The deal gives Sonic instant access to a catalog of digital content from 250 partners, including all the major studios. With all those contracts and distribution mechanisms in place, Sonic doesn’t have to build those relationships from the ground up. Additionally, it helps move the company beyond DVD burning, which is a nice stopgap, but the industry is moving towards a physical format-less future, so this positions Sonic to at least be in the game when that happens.
When talking about reasons for acquiring CinemaNow, Mark Ely, executive vice president of strategy at Sonic Solutions said, “Our interest was primarily due to their infrastructure and operational expertise, less about the amount of content they’re moving. The margin on Hollywood content is slim, we aren’t doing it for revenue.”
So it appears CinemaNow was not exactly a moneymaker. I spoke with the company a few months ago, and it wouldn’t divulge any kind of numbers, so it’s hard to gauge how popular the service is, but CinemaNow has been in business since 1999, and had raised over $40 million. While it has some partnerships, it’s also seen the direct delivery content market get crowded with the likes of Apple, Netflix, Amazon and even Blockbuster.

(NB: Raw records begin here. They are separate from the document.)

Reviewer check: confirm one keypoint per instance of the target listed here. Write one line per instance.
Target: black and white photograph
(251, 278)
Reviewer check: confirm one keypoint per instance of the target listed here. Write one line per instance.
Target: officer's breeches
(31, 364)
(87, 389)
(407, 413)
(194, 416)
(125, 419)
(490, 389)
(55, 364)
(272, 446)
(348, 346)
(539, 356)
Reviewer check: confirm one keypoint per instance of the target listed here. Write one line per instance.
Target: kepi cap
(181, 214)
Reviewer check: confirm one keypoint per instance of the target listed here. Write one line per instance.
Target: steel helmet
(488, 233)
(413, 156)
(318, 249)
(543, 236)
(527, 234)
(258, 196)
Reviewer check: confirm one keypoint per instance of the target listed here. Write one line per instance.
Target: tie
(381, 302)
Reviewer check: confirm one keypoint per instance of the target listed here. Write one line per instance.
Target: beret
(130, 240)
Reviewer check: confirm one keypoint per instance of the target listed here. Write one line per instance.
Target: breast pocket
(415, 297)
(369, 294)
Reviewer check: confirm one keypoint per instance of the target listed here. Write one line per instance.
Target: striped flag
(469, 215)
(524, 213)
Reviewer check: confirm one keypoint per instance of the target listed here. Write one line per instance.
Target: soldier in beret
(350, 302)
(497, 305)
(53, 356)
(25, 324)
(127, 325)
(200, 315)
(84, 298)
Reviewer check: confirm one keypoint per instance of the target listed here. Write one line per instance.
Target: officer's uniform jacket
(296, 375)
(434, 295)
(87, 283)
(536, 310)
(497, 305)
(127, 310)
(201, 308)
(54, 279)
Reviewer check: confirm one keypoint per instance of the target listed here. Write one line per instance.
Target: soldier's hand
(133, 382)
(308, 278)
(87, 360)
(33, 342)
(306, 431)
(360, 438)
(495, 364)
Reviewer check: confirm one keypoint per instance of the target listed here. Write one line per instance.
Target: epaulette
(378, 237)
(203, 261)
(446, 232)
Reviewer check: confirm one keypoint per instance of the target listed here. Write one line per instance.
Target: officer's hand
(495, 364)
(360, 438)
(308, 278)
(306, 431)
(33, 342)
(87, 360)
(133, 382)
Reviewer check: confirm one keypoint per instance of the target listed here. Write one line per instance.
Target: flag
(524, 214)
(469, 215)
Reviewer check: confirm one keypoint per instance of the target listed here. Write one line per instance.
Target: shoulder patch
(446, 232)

That’s some pretty hefty competition for Sonic and CinemaNow, but Ely seemed unfazed. He thinks Netflix’s subscription model will relegate to mostly back titles, though he believes you’ll see Netflix and CinemaNow on the same devices. Ely admits that while Sonic “won’t get people with Apple devices to purchase content,” he thinks Apple content and players are so restrictive that Sonic can “leverage Apple-like services for people who don’t produce Apple products.” Amazon is actually a Qflix customer for its custom DVD burning product. Ely also thinks that some retailers will be hesitant to promote a rival retailer like Amazon in their stores.
CinemaNow will will not move into Sonic’s Santa Clara offices, but stay in Marina Del Ray, Calif. CinemaNow CEO Tom Frank, who presided over set-top box maker Akimbo’s final death rattle, is out, while David Cook, its COO and president will stay on as general manger of the new Premium Content Group. Ely said the majority of CinemaNow’s staff will stay on as well, though he anticipates some redundancies on the operational side.